Common Mistakes You Are Making When Doing Downward Dog

Almost any yoga class, particularly vinyasa yoga, will cue adho mukha svanasana, or downward-facing dog pose. The pose lengthens the torso, stretches the hamstrings and calves, and enhances the flexibility of the spine, hips, and shoulders (via Huffington Post). Although the pose is quite popular, beginners might learn the pose by watching their neighbors, which could introduce an improper technique in the pose.

According to Tint, you can set up the pose by starting in a plank position to establish a good distance between your hands and feet. Your hands should be about the same distance apart as your shoulders, and your fingers should be spread apart with your index fingers parallel and pointing forward. As you raise your hips, keep your knees bent. This keeps a slight curve in your lower back. To give more space in the back, spin your thighs toward one another. This slight internal rotation of your hips helps keep the core engaged without putting too much of an arch in your lower back. If your heels don't reach the ground, don't worry. Just keep reaching the heels towards the mat.

That is the basics of the pose, but sometimes the body falls into these common mistakes.

Downward dog mistakes in the upper body

Your upper body will definitely feel this pose after a while. One mistake yoga students make in downward-facing dog is internally rotating the arms and shoulders (via Tint). This puts too much pressure on the shoulder joint. Instead, you should have your arms and shoulders in a slight external rotation so that your triceps wrap back and your elbows point downward (via AloMoves).

A similar mistake in downward-facing dog is the position of your shoulders (via Tint). You might have the cue "shoulders away from your ears" in some standing poses or even weight-lifting moves. That does not apply to this pose. Instead, push the mat away with your hands so that you're not collapsing into your shoulders.

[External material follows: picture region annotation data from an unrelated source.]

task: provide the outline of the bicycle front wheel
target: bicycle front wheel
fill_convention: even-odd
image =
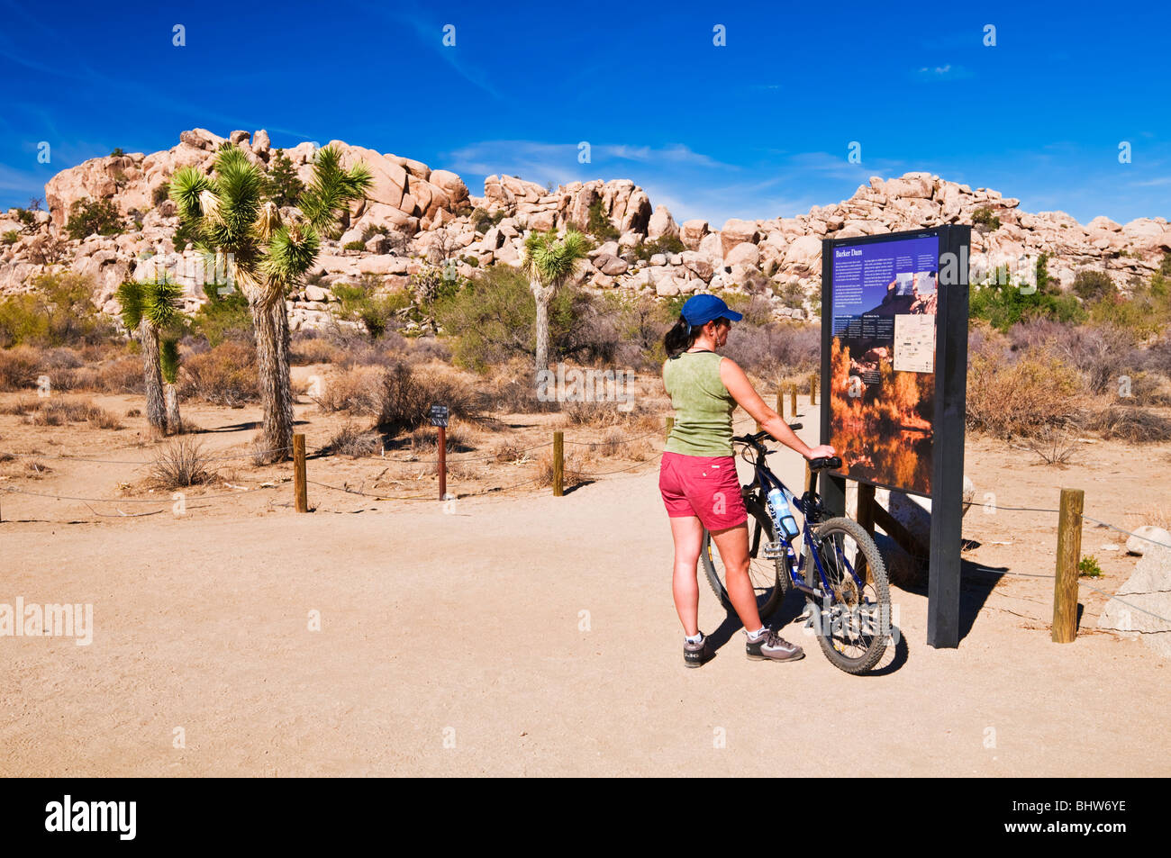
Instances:
[[[891,637],[886,565],[874,538],[856,521],[830,519],[815,534],[815,550],[806,563],[806,584],[822,591],[821,597],[810,597],[816,605],[814,633],[835,667],[865,673]]]
[[[789,574],[785,560],[769,560],[765,556],[765,545],[776,542],[768,513],[751,500],[745,500],[745,507],[748,512],[748,581],[752,583],[753,592],[756,593],[756,610],[763,619],[775,611],[785,598],[789,589]],[[707,583],[712,585],[712,592],[719,598],[720,604],[728,611],[735,611],[728,598],[724,561],[707,528],[704,528],[699,560],[707,574]]]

Beginning students also tend to put too much of their weight on their wrists rather than into their hands (via Huffington Post). This means the forearms aren't doing the work. If you spread your fingers and press down with your palms and knuckles, you'll feel your forearm muscles fire. This will keep your upper body a little more stable and help prevent injury.

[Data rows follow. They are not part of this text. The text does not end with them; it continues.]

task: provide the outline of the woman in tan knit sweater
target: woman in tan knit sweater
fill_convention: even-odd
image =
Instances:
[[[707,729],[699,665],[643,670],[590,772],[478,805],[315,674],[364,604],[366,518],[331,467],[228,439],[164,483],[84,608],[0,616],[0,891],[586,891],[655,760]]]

Lower body mistakes in downward-facing dog

The distance between your hands and feet can make a difference in downward-facing dog, and students will bring their feet closer to their hands so they can put their heels down. According to Tint, this practice isn't good for the spine, and ideally, the feet and hands should be the same distance apart as in the plank pose. However, according to Yoganatomy, this might not be the best idea for some people, particularly those who have a long torso and short legs. Tight calves and hamstrings won't get a stretch if your feet are too far away from your hands. Find the right distance for you so that the top of your pelvis tilts slightly forward while you keep a slight bend in the knees to help lengthen the hamstrings before you straighten the legs (via Tint).

You might get frustrated that you can't put your heels down, but don't think that the pose is incorrect if your heels don't press down to the ground, according to the Huffington Post. It might take months or years for you to ground your heels in downward-facing dog, so avoid adjusting the pose to get your heels down. On the other hand, you should always pay attention to your body and make adjustments so that you are comfortable in each pose, according to Yoganatomy.